Sementara itu, dari Eropa berdatangan para ahli dan mandor—para tuan-tuan perusahaan tambang. Mereka membawa gaya hidup glamor Eropa ke pedalaman Minangkabau. Gala dan dansa digelar hampir saban pekan di gedung hiburan demi mengusir kejenuhan bekerja di medan-medan tambang.
Dalam kuali yang mempertemukan orang-orang dari berbagai kultur itu, Sawahlunto menciptakan stratifikasi kelas yang rasial. Ada para tuan, pialang, pedagang, hingga kelas paling rendah yang dihuni buruh. Di lembah aliran Sungai Lunto ini juga berkumpul hampir 11.000 pekerja dengan status yang berbeda-beda, baik sebagai pekerja paksa, kuli kontrak, ataupun buruh lepas. Dari retak tulang orang rantai, dari keringat asam para pekerja itulah Sawahlunto ada.

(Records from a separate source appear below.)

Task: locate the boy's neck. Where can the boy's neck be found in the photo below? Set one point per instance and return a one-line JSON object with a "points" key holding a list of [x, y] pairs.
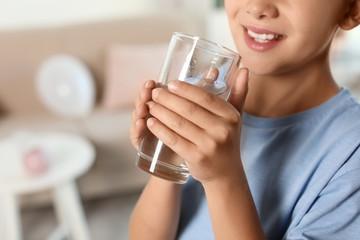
{"points": [[285, 94]]}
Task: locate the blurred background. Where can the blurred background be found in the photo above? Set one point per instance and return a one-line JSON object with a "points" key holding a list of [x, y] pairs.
{"points": [[69, 74]]}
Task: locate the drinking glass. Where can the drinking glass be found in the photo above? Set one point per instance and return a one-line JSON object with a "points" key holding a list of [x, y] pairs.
{"points": [[197, 61]]}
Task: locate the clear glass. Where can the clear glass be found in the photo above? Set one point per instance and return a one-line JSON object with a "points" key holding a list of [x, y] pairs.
{"points": [[190, 59]]}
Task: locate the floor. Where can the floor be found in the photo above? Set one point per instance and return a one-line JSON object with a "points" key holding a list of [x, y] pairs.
{"points": [[107, 218]]}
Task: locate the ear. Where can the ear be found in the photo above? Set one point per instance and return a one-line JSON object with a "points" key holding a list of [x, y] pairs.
{"points": [[352, 16]]}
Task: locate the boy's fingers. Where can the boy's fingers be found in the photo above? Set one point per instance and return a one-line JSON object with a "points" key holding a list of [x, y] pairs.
{"points": [[239, 89]]}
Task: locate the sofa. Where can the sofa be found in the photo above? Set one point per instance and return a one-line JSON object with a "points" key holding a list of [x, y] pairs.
{"points": [[98, 45]]}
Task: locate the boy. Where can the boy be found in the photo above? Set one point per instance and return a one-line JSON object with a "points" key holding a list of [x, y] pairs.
{"points": [[296, 136]]}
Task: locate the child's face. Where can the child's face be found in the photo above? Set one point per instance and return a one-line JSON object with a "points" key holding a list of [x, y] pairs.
{"points": [[278, 36]]}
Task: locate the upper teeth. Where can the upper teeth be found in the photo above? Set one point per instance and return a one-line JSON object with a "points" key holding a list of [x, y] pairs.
{"points": [[263, 37]]}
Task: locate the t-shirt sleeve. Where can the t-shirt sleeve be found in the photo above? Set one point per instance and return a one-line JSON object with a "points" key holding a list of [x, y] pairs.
{"points": [[335, 214]]}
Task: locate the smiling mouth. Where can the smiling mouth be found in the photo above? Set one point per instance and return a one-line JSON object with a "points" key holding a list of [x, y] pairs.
{"points": [[264, 37]]}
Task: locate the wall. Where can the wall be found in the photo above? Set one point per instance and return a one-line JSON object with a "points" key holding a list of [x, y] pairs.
{"points": [[36, 13]]}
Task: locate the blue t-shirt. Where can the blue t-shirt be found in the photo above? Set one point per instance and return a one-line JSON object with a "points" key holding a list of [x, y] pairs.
{"points": [[303, 171]]}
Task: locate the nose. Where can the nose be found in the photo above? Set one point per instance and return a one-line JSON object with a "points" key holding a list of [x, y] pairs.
{"points": [[260, 9]]}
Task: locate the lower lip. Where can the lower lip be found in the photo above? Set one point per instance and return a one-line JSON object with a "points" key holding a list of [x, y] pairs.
{"points": [[257, 46]]}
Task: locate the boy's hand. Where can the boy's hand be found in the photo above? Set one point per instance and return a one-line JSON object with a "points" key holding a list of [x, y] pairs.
{"points": [[140, 113], [201, 127]]}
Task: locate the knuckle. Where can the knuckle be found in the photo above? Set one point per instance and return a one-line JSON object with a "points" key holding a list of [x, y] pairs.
{"points": [[190, 109], [234, 117], [223, 134], [172, 139], [207, 97], [179, 122]]}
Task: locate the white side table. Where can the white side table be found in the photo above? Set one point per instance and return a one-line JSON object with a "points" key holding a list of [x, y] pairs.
{"points": [[72, 156]]}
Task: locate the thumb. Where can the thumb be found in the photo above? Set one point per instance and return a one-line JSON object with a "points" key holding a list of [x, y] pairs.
{"points": [[239, 89]]}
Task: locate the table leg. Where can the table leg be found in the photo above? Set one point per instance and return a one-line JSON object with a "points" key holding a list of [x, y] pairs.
{"points": [[70, 211], [10, 224]]}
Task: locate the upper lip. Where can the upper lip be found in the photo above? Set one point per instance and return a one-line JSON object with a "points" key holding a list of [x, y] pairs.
{"points": [[261, 30]]}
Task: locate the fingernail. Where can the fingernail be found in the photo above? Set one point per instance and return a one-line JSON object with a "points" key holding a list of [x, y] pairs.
{"points": [[148, 84], [150, 122], [150, 104], [137, 123], [155, 93], [173, 85]]}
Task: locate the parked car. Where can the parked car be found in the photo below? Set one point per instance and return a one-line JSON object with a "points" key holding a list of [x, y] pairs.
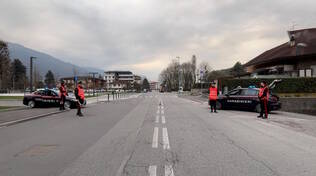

Dan Sawahlunto pun menjadi miniatur Indonesia yang plural. Kesadaran akan ke-Bhinneka-an tumbuh mempersatukan mereka: benih nasionalisme yang disemai oleh diskriminasi dan penindasan. Kesadaran itu juga yang barangkali menyulut api pemberontakan pada 1927 di Silungkang, nagari tua Minangkabau yang terletak di pinggiran Sawahlunto. Pembangkangan itu melibatkan orang-orang dari berbagai kultur. Beberapa pemimpinnya orang Minangkabau, Jawa, juga Batak. Para kuli sampai membunuh beberapa tuan Belanda dan menyerang Penjara Sawahlunto yang terkenal angker.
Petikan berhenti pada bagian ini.